Having (hopefully) rid themselves of any Christmas rustiness in the frustrating 4-2 Junior League Cup defeat away at Old Brentwoods last weekend, the Blues were keen to return to League action and the opportunity to clinch that rarest of commodities: a League double over a Carthusian side. Indeed, since the 2009/10 season, the only Harrovian side to achieve this feat was the 1st XI, who would go on to clinch the League title that season with a pair of epic 3-1 victories over their closest rivals in the run-in to the season climax.

But although there was some initial relief that Saturday’s fixture, played at the recently developed Club des Sports facility in Acton, would not take place on the enormous main astro but on the smaller, more modern surface tucked away next to the cricket field, the news that there would be a half-hour delay to kick-off due to some kids football over-running frustrated both teams. And the delay may as well have been an hour for the visitors as for the first thirty minutes the Blues toiled against opponents who proved far more assured on the ball and threatened at regular intervals, especially down their left flank, the tall, quick winger proving a handful for the Harrow back four. Going forwards, the failings were familiar ones, with players guilty of either taking too many touches in crowded areas or trying to force killer passes through a well organised Charterhouse rearguard.
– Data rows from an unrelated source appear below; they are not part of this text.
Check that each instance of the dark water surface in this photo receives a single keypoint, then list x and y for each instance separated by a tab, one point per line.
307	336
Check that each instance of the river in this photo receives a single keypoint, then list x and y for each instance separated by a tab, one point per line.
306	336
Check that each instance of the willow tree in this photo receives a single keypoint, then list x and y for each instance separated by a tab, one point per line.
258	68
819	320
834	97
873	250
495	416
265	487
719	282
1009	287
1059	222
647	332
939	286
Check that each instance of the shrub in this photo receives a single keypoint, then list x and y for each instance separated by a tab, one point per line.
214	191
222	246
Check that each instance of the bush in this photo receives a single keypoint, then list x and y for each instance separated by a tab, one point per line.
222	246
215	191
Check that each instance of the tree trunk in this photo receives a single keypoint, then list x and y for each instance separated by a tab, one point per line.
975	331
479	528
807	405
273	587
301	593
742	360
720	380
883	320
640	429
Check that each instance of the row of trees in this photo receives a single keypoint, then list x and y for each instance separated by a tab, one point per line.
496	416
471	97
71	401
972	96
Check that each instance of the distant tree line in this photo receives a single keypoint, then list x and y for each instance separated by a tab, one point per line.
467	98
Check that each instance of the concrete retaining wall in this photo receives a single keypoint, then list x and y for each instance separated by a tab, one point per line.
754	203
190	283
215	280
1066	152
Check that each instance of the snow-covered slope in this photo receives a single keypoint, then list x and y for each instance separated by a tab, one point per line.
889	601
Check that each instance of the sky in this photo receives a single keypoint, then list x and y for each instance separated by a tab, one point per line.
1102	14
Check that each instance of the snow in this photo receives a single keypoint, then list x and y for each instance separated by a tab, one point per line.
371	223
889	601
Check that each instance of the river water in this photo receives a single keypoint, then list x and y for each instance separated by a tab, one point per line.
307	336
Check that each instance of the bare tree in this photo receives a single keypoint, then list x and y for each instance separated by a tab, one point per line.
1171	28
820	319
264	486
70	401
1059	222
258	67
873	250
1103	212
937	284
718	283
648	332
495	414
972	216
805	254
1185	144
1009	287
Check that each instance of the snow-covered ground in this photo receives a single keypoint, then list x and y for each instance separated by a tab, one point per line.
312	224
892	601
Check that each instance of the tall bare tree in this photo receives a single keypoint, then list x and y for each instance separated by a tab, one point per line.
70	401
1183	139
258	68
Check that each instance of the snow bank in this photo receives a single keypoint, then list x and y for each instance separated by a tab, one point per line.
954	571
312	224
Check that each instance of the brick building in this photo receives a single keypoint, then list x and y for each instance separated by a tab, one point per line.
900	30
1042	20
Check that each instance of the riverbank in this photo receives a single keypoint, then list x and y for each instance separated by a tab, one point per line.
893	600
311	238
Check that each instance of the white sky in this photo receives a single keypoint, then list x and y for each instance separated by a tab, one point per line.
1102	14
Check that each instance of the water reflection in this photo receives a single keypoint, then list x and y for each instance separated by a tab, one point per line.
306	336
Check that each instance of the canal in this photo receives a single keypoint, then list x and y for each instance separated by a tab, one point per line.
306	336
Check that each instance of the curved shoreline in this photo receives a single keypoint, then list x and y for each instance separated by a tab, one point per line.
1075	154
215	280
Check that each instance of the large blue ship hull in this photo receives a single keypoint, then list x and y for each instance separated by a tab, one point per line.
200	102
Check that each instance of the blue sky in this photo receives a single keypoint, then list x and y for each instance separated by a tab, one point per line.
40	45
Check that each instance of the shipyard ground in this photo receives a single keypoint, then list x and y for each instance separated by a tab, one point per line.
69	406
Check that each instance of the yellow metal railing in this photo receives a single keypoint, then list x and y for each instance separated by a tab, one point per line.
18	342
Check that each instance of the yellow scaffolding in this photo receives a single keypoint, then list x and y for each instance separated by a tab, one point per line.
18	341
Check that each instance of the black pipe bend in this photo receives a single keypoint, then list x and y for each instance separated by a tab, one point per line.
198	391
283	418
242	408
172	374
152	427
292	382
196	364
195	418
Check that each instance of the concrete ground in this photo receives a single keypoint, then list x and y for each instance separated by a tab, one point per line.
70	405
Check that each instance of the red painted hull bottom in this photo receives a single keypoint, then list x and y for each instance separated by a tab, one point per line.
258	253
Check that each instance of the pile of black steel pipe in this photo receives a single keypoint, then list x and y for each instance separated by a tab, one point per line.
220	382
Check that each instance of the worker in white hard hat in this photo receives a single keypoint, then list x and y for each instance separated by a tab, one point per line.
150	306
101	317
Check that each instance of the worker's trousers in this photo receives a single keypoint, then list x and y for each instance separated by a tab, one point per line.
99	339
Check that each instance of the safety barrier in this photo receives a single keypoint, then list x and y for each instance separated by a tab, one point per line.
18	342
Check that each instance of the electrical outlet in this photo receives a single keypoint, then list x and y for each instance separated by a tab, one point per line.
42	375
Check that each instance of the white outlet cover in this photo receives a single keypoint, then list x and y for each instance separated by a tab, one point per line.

Craig was forced into a couple of decent saves, then was involved in a flashpoint with the hosts’ striker who lost his temper for no apparent reason before denying Kyri Pittalis the opportunity to take a throw-in. Referee Josh Jones restored order with players from both sides getting involved. The visitors were then dealt a significant blow when forward Miles Kellock had to be helped off the pitch having rolled his left ankle – the swelling that was visible after the game suggested that the ligaments would take several weeks to heal. Will Brounger, who hasn’t played since November, was the replacement, Geoff Taunton-Collins switching to the wing, with Will Monroe replacing him at right-back. But having barely risen from their slumbers, the Blues then enjoyed their best spell of the game, dominating for ten minutes and actually looking lively going forwards. For really the only time in the game, the side were able to string a few passes together, working play down both sides and forcing several corners and half-chances. Disappointingly, despite knowing that their opponents were short of a proper keeper, the stand-in was never challenged, and the half ended goalless, the hosts finishing the final five minutes strongly once more.

Half-time was spent detailing how the visitors could cause their opposition more problems, with the urge to at the very least test the keeper, the Carthusians actually swapping their number one at the break, with a midfielder now donning the gloves.

Play was generally fairly even throughout the half, but the key to the game could be found in the two final thirds. Once more, going forwards the Blues toiled, with possession too easily lost and none of the front three able to escape the shackles of their markers. A few corners were forced, a couple of long shots flew over. Still, the stand-in keeper remained untroubled. But at the other end it was a very different story, with the hosts pouncing on several loose balls to spring forwards with pace. The back four of Monroe, Grasso, Orchard and Pittalis were tested regularly and keeper Rory Craig came to the fore with several superb saves to maintain parity. As he would say after the game, it became apparent that a 0-0 would very much have seemed like a win for the Blues given the disparity between the two sides’ attacking threats.

And, as the game ticked into the final fifteen minutes, it appeared as though a rare goalless draw may have been on the cards. But the OHAFC were caught on the break once more, losing possession inside the Charterhouse half and one pass springing the forward down the right. Orchard retreated to the edge of the box to try and hold play up, but a clever twist inside drew the foul and the only thing the referee needed to consider was whether it was inside the box or not. Craig was given no chance with the spot-kick, the effort being fired with pace inside the side netting.

A flurry of corners aside, there was little further to trouble the hosts and they held on comfortably enough to record a vital win that lifts them into fifth in the table, just one place below the OHAFC. The Blues have four tough fixtures remaining and although seventeen points should see the side safe from trouble, there must be a strong desire to arrest a rather alarming slump that has seen the team exit the Junior League Cup and slip out of the promotion race in the space of six weeks.